O desejo, a sedução, o amor, o sexo e a
frustração.
Foi exatamente nesta ordem
que os primeiros Adões conheceram suas Evas.
Conheceram-nas bem.
Reuniram-se os Adões e escreveram livros. Elas deveriam ser caladas para todo o
sempre porque confundiam a todos.
Ninguém sabia quem era o pai de qual filho. Quando não queriam ser copuladas,
gritavam. O chefe da tribo acudia e espantava os intrusos. Quanto o chefe da
tribo ficava velho e fraco, outro lhe sucedia. As mulheres eram guardadas e
protegidas para copular e abusar. As que não gritavam eram tomadas por todos.
As que gritavam, ganhavam o direito de terem um protetor. Isso não as impedia
de continuarem copulando com invasores do lar. Ainda é assim entre os colobos. Sempre
ativos, e sem problemas com TPM, os machos de então estavam sempre dispostos
para o sexo. As fêmeas somente quando estavam fora do ciclo da TPM. Esta
alternância de disponibilidade e defeso liberaria o homem para cada instante em
toda a vida, e a mulher para quem quisesse quando estivesse fértil.
Os homens de então não
tinham a mínima idéia de quando as mulheres ficariam férteis, mas elas sabiam.

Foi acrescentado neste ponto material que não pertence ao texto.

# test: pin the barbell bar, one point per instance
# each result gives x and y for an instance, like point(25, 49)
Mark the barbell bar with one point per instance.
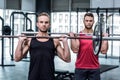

Assim, as mulheres passaram a escolher, os homens a serem escolhidos, até se
escreverem as leis, em livros, que mudariam toda a natureza dos seres humanos:
quem não obedecesse às leis iria viver com os seus primos, os primatas. Ninguém
queria isso. A maioria aderiu às Leis, ou seja, à religião, num tempo em que os
reis eram religiosos, e depois, mais tarde, quando os reis eram ungidos por
religiosos. Uma outra parte continua atéia como nos dias de hoje.
As mulheres escolhiam os
homens com os quais deveriam copular, porque lhes dariam filhos fortes,
saudáveis, espertos, inteligentes, bonitos, saudáveis... Quem assim escolhesse,
garantiria seus genes para todo o sempre. Não era uma opção consciente, e ainda
não é, mas o amante é sempre a dose de esperteza de que a descendência
necessita para atravessar os ventos da história. Mesmo usando ou não camisinha
protetora de nascimento de inocentes, essa é a função do amante. O amante é
tudo o que o marido, que dá conforto e segurança, não dá à mulher. Se o marido
fosse diferente, seria um amante. Por isso muitos maridos se transformam em
amantes de outras mulheres. Alguns fundaram haréns.
Afonso Andrade esperava
Fátima Fontes para um jantar íntimo. Muitos milênios se haviam passado desde a
época em que Adões e Evas palmilhavam o paraíso, uma área tão vasta, que
qualquer família antiga ou recém formada, caminhando em qualquer direção,
encontrava outro paraíso onde se colhia mel, leite, maná, frutas, tâmaras, sem
ter que pagar tributo a ninguém. Quando se começou a pagar tributos, o paraíso
acabou! Afonso mostraria o paraíso a Fátima. Era a sua parte do processo da
sedução. A contribuição dela nesse parto da sedução para o amor tinha sido o
olhar. Aquele fixar de olhos nos olhos, as sobrancelhas levantadas, as íris dos
olhos dilatadas, a mão dela nos cabelos afastando-os. Mãos nervosas, lábios em
assimetria quando falavam, a pele do pescoço eriçada, os peitos projetados. A
contribuição dele era apenas o interesse nela. Ela o escolheria ou o
rejeitaria. Afonso conhecia esta faceta da sedução desde garoto. Fátima não
sabia disto. Ela achava que Afonso a queria e sabia também que “o” queria. Mas
ainda teria que decidir para “que” o queria.
Enquanto Afonso esperava
apenas um “sim” definitivo dela, Fátima queria sentir que era a “única” para
ele, porque o que ela desejava era a segurança de um longo tempo de
convivência: A Eternidade se possível. Afonso, por sua vez, conhecia a Lei dos
Homens: E se ela o traísse? A Lei o favorecia no passado. Quando inventaram a
lei da livre imposição dos cintos de castidade, todos bateram palmas íntimas.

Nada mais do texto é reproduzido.